Nach einer etwa 1,5-stündigen Wanderung kamen die Gruppen im Museum an und tauchten dort in die römische Geschichte der Region ein. Museumsleiter Dr. Roman Weindl führte kurzweilig durch die Ausstellung und machte deutlich, wie stark die Römer in Künzing und entlang der Donau präsent waren. Im Mittelpunkt standen das Kastell am Donaulimes, das Amphitheater und die Ausrüstung eines Legionärs.
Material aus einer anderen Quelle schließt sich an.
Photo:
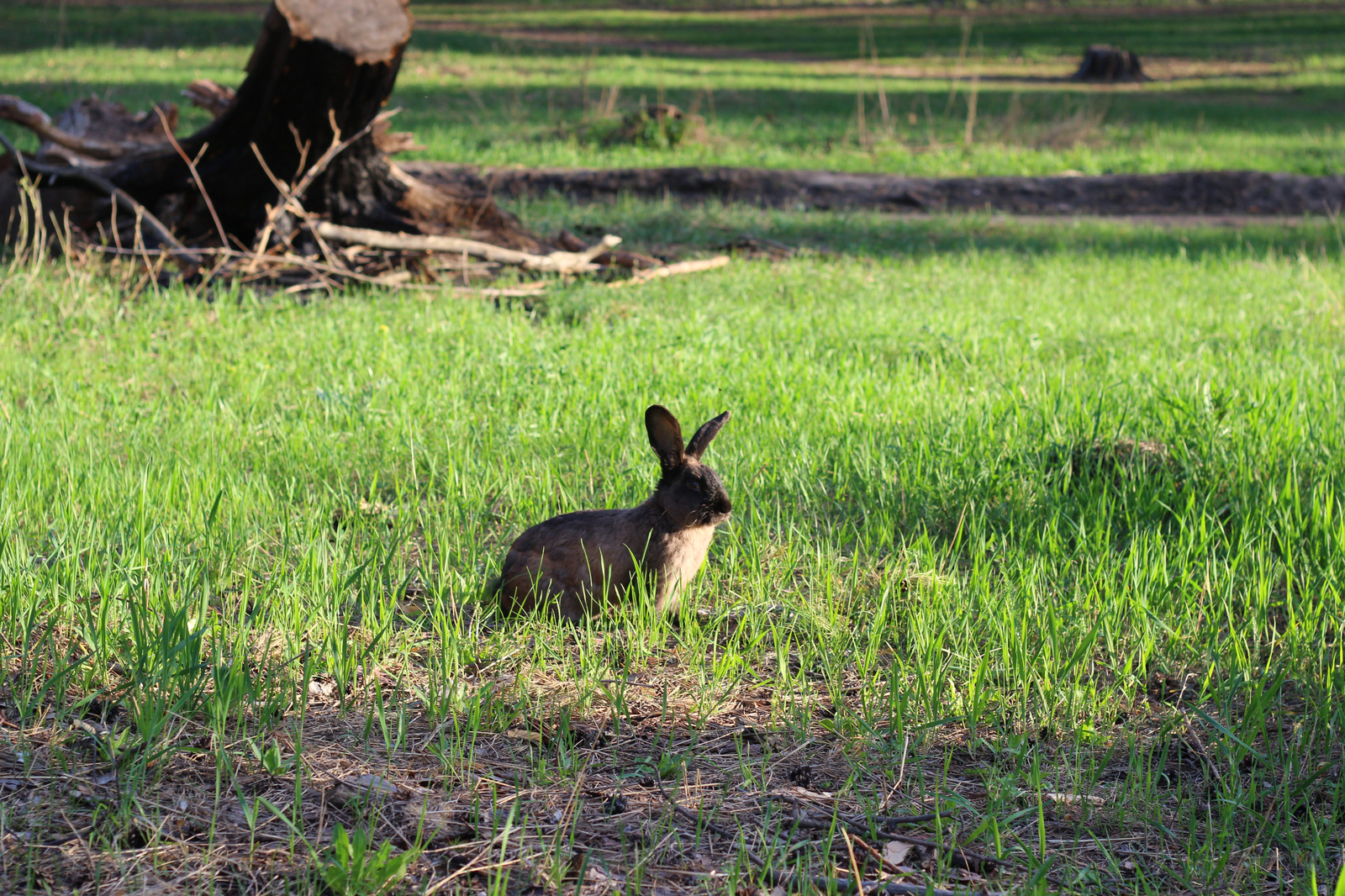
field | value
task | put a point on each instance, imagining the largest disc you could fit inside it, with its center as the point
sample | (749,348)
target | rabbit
(583,560)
Ganz im Zeichen moderner Museumsdidaktik stand die neue Archäologie-Challenge unter Anleitung von Museumspädagogin Monika Karl. In einer Art Escape Room untersuchten die Schülerinnen und Schüler etwa echte archäologische Fundstücke oder sammelten die Ausrüstung eines Legionärs der späten Kaiserzeit, während ein Countdown von 45 Minuten unerbittlich runterlief. Wer alle Aufgaben richtig löste, durfte im Bonusspiel um den Hauptpreis spielen. Das kreative Konzept verband Geschichte mit Teamgeist und kam bei allen sehr gut an.
So bildete die Exkursion den passenden Abschluss des Geschichtsunterrichts in den 6. Klassen – ein Glücksfall für unsere Schule, mit dem Museum Quintana einen so außergewöhnlichen außerschulischen Lernort in der Region zu haben.